Title

Appropriate use of D-dimer testing can minimize over-utilization of venous duplex ultrasound in a contemporary high-volume hospital

Document Type

Article

Publication Date

2-1-2015

Abstract

BACKGROUND—The sensitivity of D-dimer (DD) in detecting deep venous thrombosis (DVT) is remarkably high, however many institutions send patients immediately for a venous duplex ultrasound (VDU). This study was designed to examine the appropriate utilization of DD and VDU in a high volume hospital. METHODS—A retrospective study was conducted on consecutive patients who presented to a high volume emergency department (ED) with lower extremity limb swelling/pain over a 30-day period, who were sent for VDU during an evaluation for DVT. VDU data were merged with electronic DD lab results. The enzyme-linked immunosorbent assay (ELISA) method was used to provide DD values and thresholds. Values above 0.60 mg/SEU were considered abnormal.
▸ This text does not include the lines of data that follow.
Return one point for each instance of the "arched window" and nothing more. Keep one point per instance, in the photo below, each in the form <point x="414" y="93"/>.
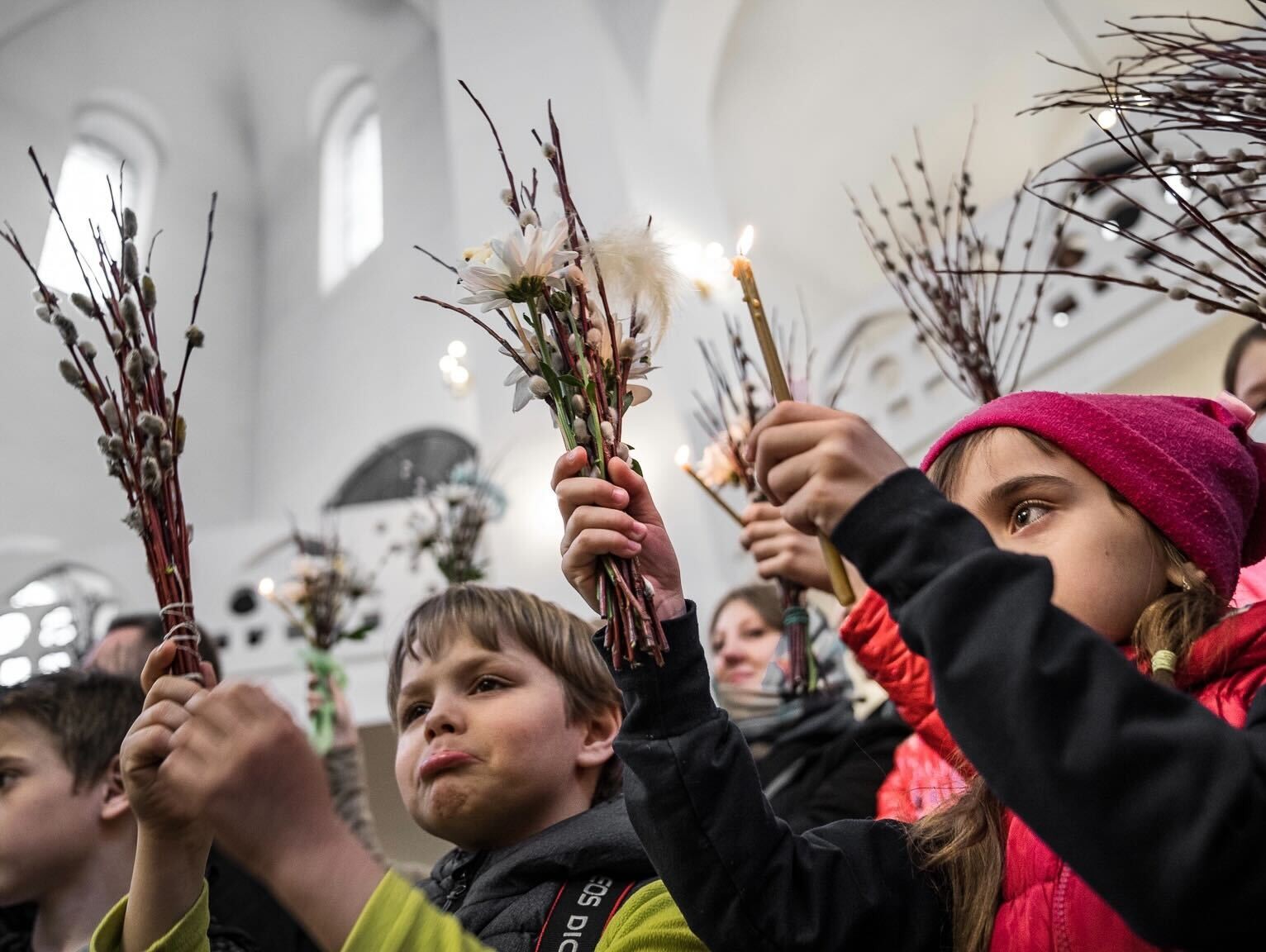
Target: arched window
<point x="107" y="143"/>
<point x="48" y="621"/>
<point x="351" y="176"/>
<point x="397" y="469"/>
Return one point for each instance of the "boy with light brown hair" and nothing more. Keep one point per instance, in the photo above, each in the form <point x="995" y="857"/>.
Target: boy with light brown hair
<point x="506" y="716"/>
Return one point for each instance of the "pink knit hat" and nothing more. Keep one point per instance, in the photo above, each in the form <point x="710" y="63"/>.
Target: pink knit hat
<point x="1187" y="464"/>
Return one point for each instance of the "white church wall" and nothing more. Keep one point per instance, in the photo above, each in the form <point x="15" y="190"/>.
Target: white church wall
<point x="55" y="485"/>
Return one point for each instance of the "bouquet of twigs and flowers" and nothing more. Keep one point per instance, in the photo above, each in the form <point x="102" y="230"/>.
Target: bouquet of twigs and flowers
<point x="142" y="430"/>
<point x="321" y="597"/>
<point x="450" y="519"/>
<point x="578" y="317"/>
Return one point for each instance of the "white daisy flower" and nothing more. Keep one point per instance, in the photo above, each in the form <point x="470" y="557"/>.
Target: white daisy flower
<point x="521" y="266"/>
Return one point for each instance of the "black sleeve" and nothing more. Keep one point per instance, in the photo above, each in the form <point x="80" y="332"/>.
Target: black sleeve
<point x="740" y="878"/>
<point x="1154" y="802"/>
<point x="845" y="787"/>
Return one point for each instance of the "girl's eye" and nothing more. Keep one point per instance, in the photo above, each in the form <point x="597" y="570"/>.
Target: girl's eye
<point x="1028" y="513"/>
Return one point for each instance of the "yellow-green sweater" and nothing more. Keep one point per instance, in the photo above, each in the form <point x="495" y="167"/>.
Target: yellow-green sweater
<point x="397" y="918"/>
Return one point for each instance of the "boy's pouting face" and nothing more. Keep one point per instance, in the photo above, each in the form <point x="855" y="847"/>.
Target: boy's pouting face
<point x="485" y="756"/>
<point x="47" y="827"/>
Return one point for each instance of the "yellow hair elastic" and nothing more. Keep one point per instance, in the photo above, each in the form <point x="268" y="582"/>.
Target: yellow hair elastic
<point x="1165" y="661"/>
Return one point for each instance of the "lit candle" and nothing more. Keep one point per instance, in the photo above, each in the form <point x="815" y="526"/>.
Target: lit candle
<point x="782" y="392"/>
<point x="683" y="459"/>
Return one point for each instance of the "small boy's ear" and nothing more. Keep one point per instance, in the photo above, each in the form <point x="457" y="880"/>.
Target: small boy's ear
<point x="600" y="731"/>
<point x="114" y="800"/>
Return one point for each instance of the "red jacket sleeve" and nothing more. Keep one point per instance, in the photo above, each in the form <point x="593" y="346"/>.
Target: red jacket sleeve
<point x="873" y="635"/>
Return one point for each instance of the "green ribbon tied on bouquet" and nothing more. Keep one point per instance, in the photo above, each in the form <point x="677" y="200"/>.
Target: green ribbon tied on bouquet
<point x="328" y="671"/>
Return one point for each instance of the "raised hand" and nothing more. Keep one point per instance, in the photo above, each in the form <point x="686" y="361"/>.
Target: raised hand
<point x="616" y="518"/>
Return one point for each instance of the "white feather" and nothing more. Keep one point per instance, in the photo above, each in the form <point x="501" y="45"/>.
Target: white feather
<point x="635" y="269"/>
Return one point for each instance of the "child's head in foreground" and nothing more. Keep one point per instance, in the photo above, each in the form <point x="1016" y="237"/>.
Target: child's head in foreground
<point x="61" y="793"/>
<point x="506" y="714"/>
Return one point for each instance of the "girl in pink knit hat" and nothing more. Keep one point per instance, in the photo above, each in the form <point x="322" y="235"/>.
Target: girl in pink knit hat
<point x="1057" y="547"/>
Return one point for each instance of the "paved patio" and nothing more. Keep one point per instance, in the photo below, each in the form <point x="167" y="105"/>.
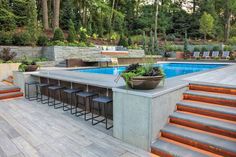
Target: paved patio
<point x="31" y="129"/>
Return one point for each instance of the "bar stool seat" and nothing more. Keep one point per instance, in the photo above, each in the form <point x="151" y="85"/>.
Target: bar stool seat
<point x="106" y="101"/>
<point x="86" y="97"/>
<point x="27" y="90"/>
<point x="70" y="92"/>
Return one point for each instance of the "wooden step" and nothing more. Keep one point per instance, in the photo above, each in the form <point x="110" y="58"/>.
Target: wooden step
<point x="209" y="97"/>
<point x="10" y="95"/>
<point x="217" y="126"/>
<point x="199" y="140"/>
<point x="168" y="148"/>
<point x="213" y="110"/>
<point x="213" y="88"/>
<point x="9" y="89"/>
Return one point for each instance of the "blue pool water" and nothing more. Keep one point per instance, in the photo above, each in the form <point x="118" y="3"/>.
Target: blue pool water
<point x="170" y="69"/>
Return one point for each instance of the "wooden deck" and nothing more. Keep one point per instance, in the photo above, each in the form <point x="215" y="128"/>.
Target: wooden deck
<point x="31" y="129"/>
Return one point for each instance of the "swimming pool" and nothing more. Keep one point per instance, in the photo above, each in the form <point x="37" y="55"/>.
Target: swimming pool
<point x="170" y="69"/>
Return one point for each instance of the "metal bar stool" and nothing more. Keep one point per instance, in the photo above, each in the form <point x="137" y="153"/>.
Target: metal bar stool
<point x="86" y="98"/>
<point x="69" y="93"/>
<point x="56" y="89"/>
<point x="27" y="90"/>
<point x="105" y="101"/>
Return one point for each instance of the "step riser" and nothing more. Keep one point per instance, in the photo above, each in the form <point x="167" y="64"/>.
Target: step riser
<point x="161" y="153"/>
<point x="213" y="89"/>
<point x="207" y="113"/>
<point x="198" y="144"/>
<point x="9" y="91"/>
<point x="210" y="100"/>
<point x="11" y="96"/>
<point x="202" y="127"/>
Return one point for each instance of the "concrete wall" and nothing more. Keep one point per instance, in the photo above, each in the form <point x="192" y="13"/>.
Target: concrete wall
<point x="138" y="119"/>
<point x="60" y="53"/>
<point x="27" y="51"/>
<point x="6" y="69"/>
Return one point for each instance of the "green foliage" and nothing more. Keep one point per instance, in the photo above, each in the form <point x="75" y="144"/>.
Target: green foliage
<point x="58" y="35"/>
<point x="232" y="41"/>
<point x="123" y="42"/>
<point x="6" y="55"/>
<point x="72" y="32"/>
<point x="83" y="34"/>
<point x="7" y="20"/>
<point x="5" y="38"/>
<point x="22" y="39"/>
<point x="196" y="49"/>
<point x="228" y="48"/>
<point x="206" y="24"/>
<point x="42" y="40"/>
<point x="216" y="48"/>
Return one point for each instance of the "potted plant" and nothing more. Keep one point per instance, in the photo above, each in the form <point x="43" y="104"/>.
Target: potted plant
<point x="179" y="53"/>
<point x="28" y="66"/>
<point x="143" y="77"/>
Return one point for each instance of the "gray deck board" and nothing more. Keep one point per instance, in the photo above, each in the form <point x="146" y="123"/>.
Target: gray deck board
<point x="31" y="129"/>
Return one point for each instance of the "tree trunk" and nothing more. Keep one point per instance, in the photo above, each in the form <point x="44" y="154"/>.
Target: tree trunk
<point x="45" y="14"/>
<point x="56" y="13"/>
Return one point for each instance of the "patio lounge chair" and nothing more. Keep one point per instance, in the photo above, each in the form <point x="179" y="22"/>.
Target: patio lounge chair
<point x="206" y="54"/>
<point x="196" y="54"/>
<point x="215" y="54"/>
<point x="226" y="54"/>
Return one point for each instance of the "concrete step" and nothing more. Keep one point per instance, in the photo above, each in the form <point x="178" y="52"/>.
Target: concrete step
<point x="10" y="95"/>
<point x="213" y="110"/>
<point x="210" y="97"/>
<point x="168" y="148"/>
<point x="214" y="144"/>
<point x="9" y="89"/>
<point x="214" y="125"/>
<point x="213" y="88"/>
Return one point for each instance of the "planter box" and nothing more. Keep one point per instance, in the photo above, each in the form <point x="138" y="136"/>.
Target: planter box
<point x="6" y="69"/>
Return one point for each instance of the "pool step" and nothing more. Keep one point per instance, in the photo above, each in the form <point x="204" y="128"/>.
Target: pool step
<point x="211" y="143"/>
<point x="208" y="109"/>
<point x="204" y="124"/>
<point x="8" y="89"/>
<point x="220" y="127"/>
<point x="212" y="88"/>
<point x="210" y="97"/>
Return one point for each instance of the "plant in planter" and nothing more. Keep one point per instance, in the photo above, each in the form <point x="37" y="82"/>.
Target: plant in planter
<point x="143" y="77"/>
<point x="6" y="55"/>
<point x="27" y="66"/>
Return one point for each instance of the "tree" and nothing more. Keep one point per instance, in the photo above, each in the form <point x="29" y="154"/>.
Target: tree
<point x="56" y="13"/>
<point x="32" y="24"/>
<point x="45" y="14"/>
<point x="72" y="32"/>
<point x="206" y="24"/>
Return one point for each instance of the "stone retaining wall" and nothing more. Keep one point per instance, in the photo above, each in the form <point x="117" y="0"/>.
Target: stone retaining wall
<point x="61" y="53"/>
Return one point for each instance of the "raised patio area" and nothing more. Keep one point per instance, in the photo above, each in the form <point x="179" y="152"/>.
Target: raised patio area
<point x="32" y="129"/>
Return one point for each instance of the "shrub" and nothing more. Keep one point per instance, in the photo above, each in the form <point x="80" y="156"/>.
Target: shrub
<point x="42" y="40"/>
<point x="58" y="35"/>
<point x="232" y="41"/>
<point x="203" y="49"/>
<point x="5" y="38"/>
<point x="72" y="32"/>
<point x="83" y="34"/>
<point x="216" y="48"/>
<point x="82" y="44"/>
<point x="22" y="39"/>
<point x="196" y="49"/>
<point x="6" y="55"/>
<point x="123" y="41"/>
<point x="228" y="48"/>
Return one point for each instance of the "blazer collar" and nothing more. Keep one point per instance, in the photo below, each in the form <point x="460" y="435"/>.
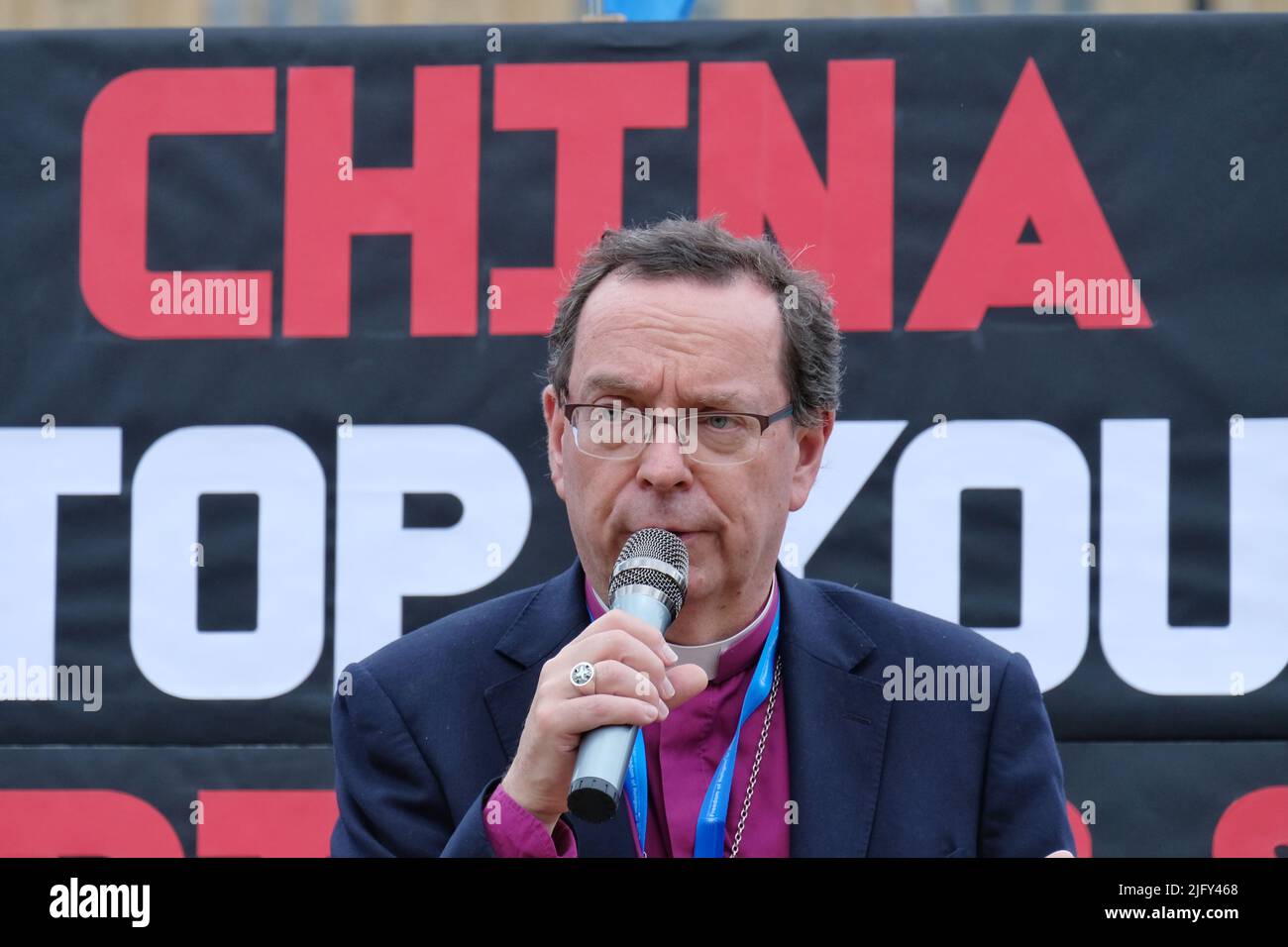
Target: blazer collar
<point x="836" y="715"/>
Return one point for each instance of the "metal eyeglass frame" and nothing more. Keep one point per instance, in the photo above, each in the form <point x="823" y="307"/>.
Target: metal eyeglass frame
<point x="764" y="420"/>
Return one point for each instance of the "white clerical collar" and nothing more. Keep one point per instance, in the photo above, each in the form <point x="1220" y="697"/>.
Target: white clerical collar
<point x="707" y="656"/>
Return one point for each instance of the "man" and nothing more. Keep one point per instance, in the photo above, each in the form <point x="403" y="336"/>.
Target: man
<point x="462" y="737"/>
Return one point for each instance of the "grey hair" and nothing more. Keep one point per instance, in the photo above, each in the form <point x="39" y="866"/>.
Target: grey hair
<point x="679" y="249"/>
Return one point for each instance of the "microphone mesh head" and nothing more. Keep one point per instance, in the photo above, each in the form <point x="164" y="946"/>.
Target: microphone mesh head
<point x="657" y="544"/>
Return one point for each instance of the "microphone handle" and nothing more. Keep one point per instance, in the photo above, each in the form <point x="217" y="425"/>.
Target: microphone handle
<point x="605" y="751"/>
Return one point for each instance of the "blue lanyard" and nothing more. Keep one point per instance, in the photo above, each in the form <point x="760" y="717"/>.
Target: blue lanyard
<point x="709" y="836"/>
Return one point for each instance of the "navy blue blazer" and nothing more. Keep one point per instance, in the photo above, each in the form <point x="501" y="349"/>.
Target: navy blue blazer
<point x="430" y="723"/>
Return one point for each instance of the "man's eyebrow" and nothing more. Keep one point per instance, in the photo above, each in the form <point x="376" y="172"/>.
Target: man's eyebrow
<point x="608" y="381"/>
<point x="722" y="398"/>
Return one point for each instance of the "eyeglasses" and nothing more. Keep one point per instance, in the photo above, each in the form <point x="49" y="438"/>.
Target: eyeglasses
<point x="617" y="432"/>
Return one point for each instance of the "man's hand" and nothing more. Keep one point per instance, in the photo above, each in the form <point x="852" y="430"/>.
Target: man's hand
<point x="631" y="685"/>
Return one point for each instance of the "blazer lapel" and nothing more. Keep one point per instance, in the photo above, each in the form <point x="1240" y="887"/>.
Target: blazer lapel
<point x="836" y="723"/>
<point x="554" y="617"/>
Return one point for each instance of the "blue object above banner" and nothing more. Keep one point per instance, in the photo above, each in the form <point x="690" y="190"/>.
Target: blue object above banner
<point x="649" y="9"/>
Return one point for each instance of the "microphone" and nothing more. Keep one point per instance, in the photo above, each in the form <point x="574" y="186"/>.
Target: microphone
<point x="649" y="581"/>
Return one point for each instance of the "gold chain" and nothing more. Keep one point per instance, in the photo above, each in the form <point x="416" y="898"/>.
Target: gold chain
<point x="755" y="764"/>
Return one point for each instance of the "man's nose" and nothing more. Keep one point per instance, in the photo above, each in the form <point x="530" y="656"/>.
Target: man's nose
<point x="662" y="463"/>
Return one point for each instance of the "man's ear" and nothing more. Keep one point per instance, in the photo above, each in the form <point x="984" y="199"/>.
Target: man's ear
<point x="555" y="427"/>
<point x="809" y="455"/>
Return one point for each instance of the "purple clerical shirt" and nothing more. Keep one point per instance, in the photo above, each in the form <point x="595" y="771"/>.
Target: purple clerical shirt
<point x="682" y="755"/>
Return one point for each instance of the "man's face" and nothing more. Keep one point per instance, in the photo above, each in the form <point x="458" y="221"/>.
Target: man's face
<point x="686" y="344"/>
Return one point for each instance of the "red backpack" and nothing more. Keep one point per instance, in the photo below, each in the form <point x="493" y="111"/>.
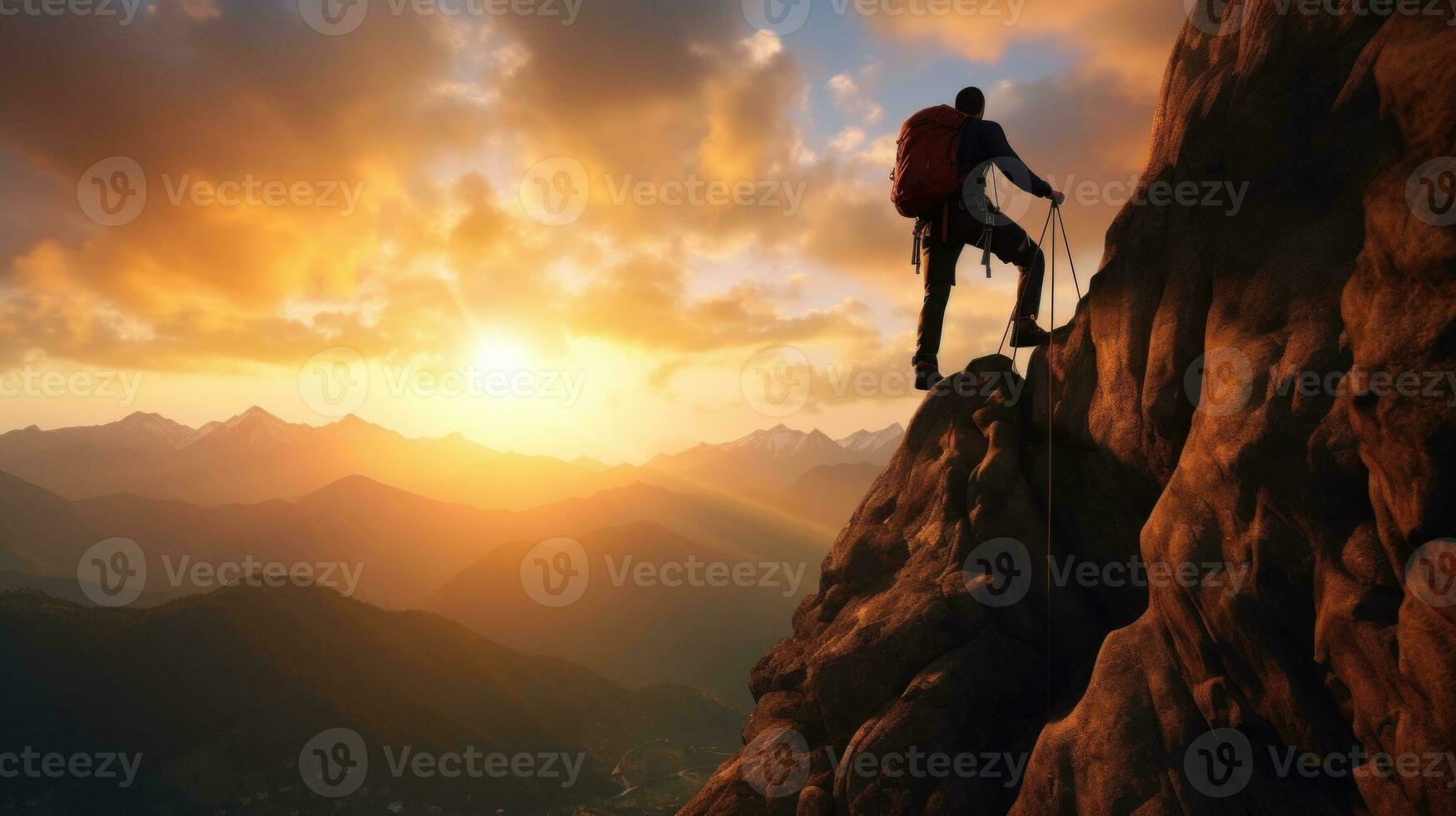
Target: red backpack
<point x="925" y="161"/>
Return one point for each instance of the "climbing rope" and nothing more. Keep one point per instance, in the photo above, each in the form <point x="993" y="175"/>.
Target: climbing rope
<point x="1053" y="215"/>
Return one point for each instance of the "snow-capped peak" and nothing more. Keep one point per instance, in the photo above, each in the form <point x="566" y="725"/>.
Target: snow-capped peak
<point x="867" y="440"/>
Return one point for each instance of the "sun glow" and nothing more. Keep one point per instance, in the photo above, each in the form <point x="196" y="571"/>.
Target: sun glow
<point x="499" y="355"/>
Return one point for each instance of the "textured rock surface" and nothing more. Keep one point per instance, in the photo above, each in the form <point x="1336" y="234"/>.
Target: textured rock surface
<point x="1319" y="499"/>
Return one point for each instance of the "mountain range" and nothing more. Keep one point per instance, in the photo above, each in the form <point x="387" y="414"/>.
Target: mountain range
<point x="256" y="456"/>
<point x="220" y="694"/>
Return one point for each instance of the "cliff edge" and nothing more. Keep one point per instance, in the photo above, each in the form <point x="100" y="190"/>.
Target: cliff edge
<point x="1245" y="600"/>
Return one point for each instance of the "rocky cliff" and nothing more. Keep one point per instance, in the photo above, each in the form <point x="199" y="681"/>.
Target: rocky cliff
<point x="1240" y="600"/>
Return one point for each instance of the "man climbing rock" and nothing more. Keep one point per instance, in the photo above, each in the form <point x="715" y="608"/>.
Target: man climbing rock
<point x="971" y="219"/>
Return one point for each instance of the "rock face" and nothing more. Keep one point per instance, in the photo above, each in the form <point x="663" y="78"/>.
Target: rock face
<point x="1293" y="602"/>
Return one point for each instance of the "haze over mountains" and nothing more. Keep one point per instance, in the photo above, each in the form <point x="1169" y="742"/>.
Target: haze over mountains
<point x="255" y="456"/>
<point x="219" y="695"/>
<point x="771" y="500"/>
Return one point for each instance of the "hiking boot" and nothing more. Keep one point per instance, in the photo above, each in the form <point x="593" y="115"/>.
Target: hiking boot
<point x="927" y="375"/>
<point x="1026" y="334"/>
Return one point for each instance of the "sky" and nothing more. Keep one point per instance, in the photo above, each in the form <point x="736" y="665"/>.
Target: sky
<point x="602" y="227"/>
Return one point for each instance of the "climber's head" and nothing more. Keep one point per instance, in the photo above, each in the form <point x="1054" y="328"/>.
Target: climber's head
<point x="971" y="102"/>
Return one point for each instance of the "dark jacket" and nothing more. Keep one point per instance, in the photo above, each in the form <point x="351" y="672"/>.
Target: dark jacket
<point x="986" y="142"/>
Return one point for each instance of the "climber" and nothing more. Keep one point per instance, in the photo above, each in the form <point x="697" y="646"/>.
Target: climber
<point x="971" y="219"/>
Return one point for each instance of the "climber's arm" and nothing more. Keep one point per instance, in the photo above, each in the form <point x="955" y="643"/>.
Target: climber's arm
<point x="1014" y="168"/>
RESULTS—We reviewed the medical records of 517 ED patients in the month of June, 2013. After applying the Wells criteria, 157 patients (30.4%) were excluded due to a history of DVT or PE, having been screened for shortness of breath, or sent for surveillance; leaving 360 for analysis. The average age was 59.3±16.5 years with more females (210, 58.3%), and the majority reported limb pain or swelling (73.9%). DD was performed on 51 patients with an average value of 3.6±5.4 mg/SEU, of which 43 (84.3%) were positive. DD identified all positive and negative DVT patients (100% sensitivity and negative predictive value), but also included 40 false positives (16.7% specificity). On the other hand, 309 patients were sent directly to VDU without DD; of those, 43 (13.9%) were positive for DVT. However, 266 (86.1%) patients were negative for DVT by VDU without DD, and these were deemed improper by our current study protocol. Potential charge savings were calculated as VDU for all (360 × $1000 = $360,000), DD for all (360 × $145= $52,200), and VDU for both true and false positives (estimated to be about 25% of the cases; 90 × $1000 = $90,000); this equals a charge savings of $217,800 and would avoid unnecessary VDUs. CONCLUSIONS—Based on the results of our study, we suggest that the DD test be utilized during the initial workup for patients with limb swelling/pain in the emergency room. Appropriate utilization of DD, as well as other clinical criteria, may limit the over-utilization and added cost of VDU, without a negative impact on patient care. The results of DD tests should be utilized to limit the number of patients sent for VDU to only those patients with a positive DD or other significant underlying concerns.